Bee caught him by the arm. “Sleep,” she said, looking at him suspiciously. “Sleep?”

“Yes, sleep—that may give her strength for another day. Oh, ask no more, child. Life is not mine to give.”

What a night! Out of doors it was moonlight as serene as heaven—the moon departing in the west, and another faint light that was day coming on the other side, and the first birds beginning to stir in the branches; but not even baby moving in the house. All fast asleep, safe as if trouble never was, as if death could not be. Bee went upstairs to her chill, white room, where the white bed, unoccupied, looked to her like death itself—all cold, dreadful, full of suggestion. Bee’s heart was more heavy than could be told. She had nothing to fall back upon, no secret strength to uphold her. She had forgotten how wretched she had been, but she felt it, nevertheless, behind the present anguish. Nevertheless, she was only nineteen, and when she flung herself down to cry upon her white pillow—only to cry, to get her passion out—beneficent nature took hold of the girl and made her sleep. She did not wake for hours. Was it beneficent? For when she was roused by the opening of the door and sat up in her bed, and found herself still dressed in her evening frock, with her little necklace round her throat, there pressed back upon Bee such a flood of misery and trouble as she thought did not exist in the world.
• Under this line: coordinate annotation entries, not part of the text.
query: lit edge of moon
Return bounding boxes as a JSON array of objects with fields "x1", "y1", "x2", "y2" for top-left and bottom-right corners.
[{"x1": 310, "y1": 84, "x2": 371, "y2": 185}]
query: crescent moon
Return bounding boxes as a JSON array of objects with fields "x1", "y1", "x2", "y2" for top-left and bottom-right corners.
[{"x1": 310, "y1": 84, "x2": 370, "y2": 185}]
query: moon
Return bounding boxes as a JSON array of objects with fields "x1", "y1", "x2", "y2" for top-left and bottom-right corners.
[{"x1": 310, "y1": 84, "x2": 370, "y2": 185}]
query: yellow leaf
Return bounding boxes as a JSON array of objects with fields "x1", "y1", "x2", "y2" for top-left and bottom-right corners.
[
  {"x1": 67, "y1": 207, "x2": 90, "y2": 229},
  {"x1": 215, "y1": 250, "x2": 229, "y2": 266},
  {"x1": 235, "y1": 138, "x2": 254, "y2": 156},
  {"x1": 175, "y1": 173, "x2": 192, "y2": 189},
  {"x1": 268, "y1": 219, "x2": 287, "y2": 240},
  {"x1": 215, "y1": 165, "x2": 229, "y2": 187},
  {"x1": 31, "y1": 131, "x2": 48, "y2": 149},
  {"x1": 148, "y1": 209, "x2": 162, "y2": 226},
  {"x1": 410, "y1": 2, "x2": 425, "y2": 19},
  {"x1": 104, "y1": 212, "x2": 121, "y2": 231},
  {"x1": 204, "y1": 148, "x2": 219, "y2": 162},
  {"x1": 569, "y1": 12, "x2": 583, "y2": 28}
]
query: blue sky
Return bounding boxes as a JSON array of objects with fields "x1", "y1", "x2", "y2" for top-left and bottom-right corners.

“Miss Bee, Miss Bee! Master’s come home. He’s been travelling all night—and I dare not disturb Mrs. Moulsey in Missis’s room; and he wants to see you this minit, please. Oh, come, come, quick, and don’t keep the Colonel waiting,” the woman said.

Half awakened, but wholly miserable, Bee sprang up and rushed downstairs to her father. He came forward to meet her at the door, frowning and pale.

“What is this I hear?” he said. “What have you been doing to upset your mother? She was well enough when I went away. What have you been doing to your mother? You children are the plague of our lives!”